Mafolo was released on R3,000 bail and, while the trial was pending, said that he would sue Safety and Security Minister Steve Tshwete on the basis that a police investigator had released defamatory information about him. On 9 April, all charges against Mafolo were withdrawn. Mafolo said that he would proceed with his lawsuit and sue for wrongful arrest.

=== The Native Club ===
In 2006, Mafolo was a key figure in a scandal about an organisation called the Native Club, based in Pretoria at the Africa Institute of South Africa, partly funded by the Department of Arts and Culture, and peopled by prominent black intellectuals, including associates of President Mbeki. Mafolo was elected as the club's inaugural chairperson. The club's stated objective was to probe African identity and promote black heritage, but the name of the club led to questions about racial exclusionism.

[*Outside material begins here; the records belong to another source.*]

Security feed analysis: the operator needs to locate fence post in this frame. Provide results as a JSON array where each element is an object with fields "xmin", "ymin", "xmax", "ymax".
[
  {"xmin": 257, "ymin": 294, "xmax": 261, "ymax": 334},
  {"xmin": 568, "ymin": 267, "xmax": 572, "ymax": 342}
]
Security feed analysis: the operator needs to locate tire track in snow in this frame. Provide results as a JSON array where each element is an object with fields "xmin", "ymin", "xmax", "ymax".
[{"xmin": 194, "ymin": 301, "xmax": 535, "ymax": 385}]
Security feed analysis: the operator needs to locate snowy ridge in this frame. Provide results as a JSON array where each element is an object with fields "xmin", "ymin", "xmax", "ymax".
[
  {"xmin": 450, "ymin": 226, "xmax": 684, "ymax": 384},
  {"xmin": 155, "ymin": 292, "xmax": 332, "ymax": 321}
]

Following inquiries from the opposition Democratic Alliance, Mbeki denied that he was behind the initiative, although his biographer, William Gumede, later concluded that the club had been established by his office.

=== Business interests ===
While serving as a presidential advisor, Mafolo attracted media attention for his interests in politically connected companies that were involved in prominent black economic empowerment (BEE) deals. He owned three per cent of Phatsima, whose holdings included 20 per cent of aircraft manufacturer Aerosud, and was a shareholder in Lereko, a BEE consortium that was led by former North West Premier Popo Molefe and that was involved in a controversial deal over shares in Sun International. In addition, he held a 25 per cent stake in Sondolo IT, a subsidiary of Bosasa Security, which was controversially awarded a large contract to provide surveillance services at South African prisons.

Most controversial, however, was Mafolo's stake in Koni Media Holdings. In November 2007, Koni Media launched a R7-billion bid to take over 100 per cent of Johnnic Communications (Johncom), the company that, with Allan Gray, owned the Sunday Times, South Africa's largest newspaper. In addition, the Sunday Times reported that Koni Media was in talks about funding the deal with assistance from the Public Investment Corporation, the state-owned asset manager. Because Koni Media's shareholders also included two other ANC-affiliated government officials, Ronnie Mamoepa and Billy Modise, there was wide speculation that Mbeki's government was involved in the takeover bid, a claim strongly denied by Koni Media. Mbeki himself was forced to respond, denying government involvement and saying that Mamoepa, Mafolo, and Modise owned only one per cent of Koni Media and did not have R1 million to spend on Johncom, let alone R7 billion. The deal did not go through.

== Later career and personal life ==
Since leaving the presidency, Mafolo has worked in political consulting and has published non-fiction books: Pheli – A Narrative History (2015), a community history of Atteridgeville, and the African Odyssey trilogy (2020), a history of Africa. He remains active in the ANC, and in 2019 he succeed Kgalema Motlanthe as the head of an internal ANC task team established to investigate allegations that ANC members were involved in the establishment of minor opposition parties, including the allegation that Ace Magashule and Jacob Zuma had helped found the African Transformation Movement.

He is married to Wilhelmina and has four children, three sons and one daughter.